Ревекка тоже обернулась к племяннику, который сидел рядом с нами как ни в чем не бывало, ничуть не огорченный и не взволнованный.
– Когда я смотрю на него, – призналась она, – я так и вижу глаза, и улыбку, и руки сестры… она ведь была мне и солнцем, и луной.
– Но как же, – я наконец опомнилась и смогла связать два слова, – как же ее ребенок мог попасть в Пьету и вырасти там?
– Расскажи ей, Zi?tta!
Ревекка печально вздохнула:
– Наш отец впал в такой гнев и отчаяние, что отрекся от Рахили, которая в ту пору уже была далеко не дитя, а женщина двадцати восьми лет – женщина, которой, как он разорялся вовсю, следовало бы уже кое-что соображать. Он захотел привлечь Спаду к суду, но все его попытки лишь привели к тому, что младенцем в конце концов заинтересовался Совет Десяти. Сильвио едва исполнился месяц – Рахиль к тому времени уже лежала больная, – как к нам пришли cattaveri и забрали его, чтобы окрестить и вырастить христианином в приюте для подкидышей.
Многие наши соседи и даже кое-кто из родственников одобряли такой исход дела, дескать, зачем полухристианскому дитяти расти в условиях крайней нищеты, без всяких надежд на будущее? «Ospedale della Piet?» – это вам не гетто; там ему дадут и пищу, и кров, и хорошее образование, выведут в жизнь.
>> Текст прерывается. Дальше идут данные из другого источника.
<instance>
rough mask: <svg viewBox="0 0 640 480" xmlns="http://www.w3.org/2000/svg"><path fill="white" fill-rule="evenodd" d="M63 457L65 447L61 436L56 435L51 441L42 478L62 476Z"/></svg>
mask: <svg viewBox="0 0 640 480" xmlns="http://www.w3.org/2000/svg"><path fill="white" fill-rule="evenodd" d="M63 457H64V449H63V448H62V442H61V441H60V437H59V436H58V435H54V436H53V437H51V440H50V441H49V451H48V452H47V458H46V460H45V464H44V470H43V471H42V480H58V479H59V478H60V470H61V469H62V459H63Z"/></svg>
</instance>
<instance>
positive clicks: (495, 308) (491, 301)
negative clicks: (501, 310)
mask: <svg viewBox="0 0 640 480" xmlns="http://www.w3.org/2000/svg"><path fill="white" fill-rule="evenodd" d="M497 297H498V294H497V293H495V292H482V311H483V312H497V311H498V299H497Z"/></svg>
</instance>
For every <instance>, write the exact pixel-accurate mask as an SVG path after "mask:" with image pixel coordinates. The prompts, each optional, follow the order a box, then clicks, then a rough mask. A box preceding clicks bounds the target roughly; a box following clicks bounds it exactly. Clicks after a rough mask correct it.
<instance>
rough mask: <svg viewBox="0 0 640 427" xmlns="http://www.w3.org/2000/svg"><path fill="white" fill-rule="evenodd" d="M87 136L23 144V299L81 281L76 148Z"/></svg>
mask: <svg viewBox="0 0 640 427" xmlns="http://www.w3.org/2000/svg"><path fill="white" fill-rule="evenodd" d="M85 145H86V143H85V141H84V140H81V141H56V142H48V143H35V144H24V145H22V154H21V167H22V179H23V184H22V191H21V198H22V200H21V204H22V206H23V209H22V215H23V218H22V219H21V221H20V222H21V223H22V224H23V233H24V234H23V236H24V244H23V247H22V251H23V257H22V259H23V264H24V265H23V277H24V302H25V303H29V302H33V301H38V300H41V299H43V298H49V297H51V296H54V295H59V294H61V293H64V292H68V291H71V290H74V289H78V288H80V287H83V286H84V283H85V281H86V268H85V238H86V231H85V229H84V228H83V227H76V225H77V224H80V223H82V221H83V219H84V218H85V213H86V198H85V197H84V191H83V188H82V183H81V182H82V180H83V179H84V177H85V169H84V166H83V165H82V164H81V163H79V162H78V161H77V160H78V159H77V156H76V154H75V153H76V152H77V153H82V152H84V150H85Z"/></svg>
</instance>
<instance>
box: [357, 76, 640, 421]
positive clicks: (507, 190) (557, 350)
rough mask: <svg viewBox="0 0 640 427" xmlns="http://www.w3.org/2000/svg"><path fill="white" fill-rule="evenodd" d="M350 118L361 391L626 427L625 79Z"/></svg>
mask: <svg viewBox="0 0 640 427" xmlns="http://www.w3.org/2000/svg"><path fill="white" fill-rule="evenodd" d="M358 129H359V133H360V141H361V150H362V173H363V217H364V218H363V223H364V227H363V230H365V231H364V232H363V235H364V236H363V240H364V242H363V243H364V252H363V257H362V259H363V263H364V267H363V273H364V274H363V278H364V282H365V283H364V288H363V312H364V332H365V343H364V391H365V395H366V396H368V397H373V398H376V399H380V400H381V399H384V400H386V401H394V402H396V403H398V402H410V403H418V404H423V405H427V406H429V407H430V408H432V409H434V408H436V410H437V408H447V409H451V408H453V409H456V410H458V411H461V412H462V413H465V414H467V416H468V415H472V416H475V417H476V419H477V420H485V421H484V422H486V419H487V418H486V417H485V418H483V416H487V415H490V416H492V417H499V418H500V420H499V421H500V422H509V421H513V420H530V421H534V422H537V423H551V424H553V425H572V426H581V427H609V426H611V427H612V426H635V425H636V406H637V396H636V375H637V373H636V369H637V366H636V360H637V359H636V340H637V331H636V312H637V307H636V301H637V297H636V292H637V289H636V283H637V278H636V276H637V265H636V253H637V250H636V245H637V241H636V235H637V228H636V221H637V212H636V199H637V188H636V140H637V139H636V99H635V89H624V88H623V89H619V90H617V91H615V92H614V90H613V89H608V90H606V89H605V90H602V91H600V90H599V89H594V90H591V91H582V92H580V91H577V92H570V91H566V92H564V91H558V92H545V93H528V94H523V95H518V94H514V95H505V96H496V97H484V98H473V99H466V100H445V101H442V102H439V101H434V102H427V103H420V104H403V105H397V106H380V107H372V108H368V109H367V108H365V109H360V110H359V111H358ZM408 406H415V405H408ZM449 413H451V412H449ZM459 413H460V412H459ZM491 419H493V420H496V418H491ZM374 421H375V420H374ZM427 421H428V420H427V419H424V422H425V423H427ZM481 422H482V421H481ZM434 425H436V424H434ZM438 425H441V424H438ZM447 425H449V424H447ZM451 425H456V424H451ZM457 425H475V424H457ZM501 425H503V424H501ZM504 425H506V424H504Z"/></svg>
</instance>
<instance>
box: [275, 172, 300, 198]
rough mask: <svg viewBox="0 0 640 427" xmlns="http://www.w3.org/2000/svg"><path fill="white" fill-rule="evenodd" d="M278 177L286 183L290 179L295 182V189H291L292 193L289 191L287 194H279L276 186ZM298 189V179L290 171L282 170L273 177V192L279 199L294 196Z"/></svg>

Рахиль умерла, и отец остался безутешен. Он было пожелал забрать внука из приюта, но выторговал лишь право для меня шить и чинить платья для figlie di coro. Вот так я смогу время от времени навещать Сильвио и приглядывать, как он там. У друзей моего отца, в свою очередь, тоже нашлись друзья среди членов правления, которые и позволили нам определить Сильвио ко мне в ученики, как только он достаточно подрос. Тем не менее за ним сохранялись такие же права и преимущества, что и у любого жителя la Serenissima. Словом, мы устроили небольшой еврейский заговор.
– И ты все это время знал? – обернулась я к Сильвио.
– Я знал только, что за стенами приюта есть добрая душа, которая почему-то заботится обо мне, приносит мне иногда сласти и не забывает похвалить. Я считал, что мне жутко повезло.
Ревекка склонилась к нему и поцеловала в щеку.
– Значит, тогда, на острове, ты уже знал!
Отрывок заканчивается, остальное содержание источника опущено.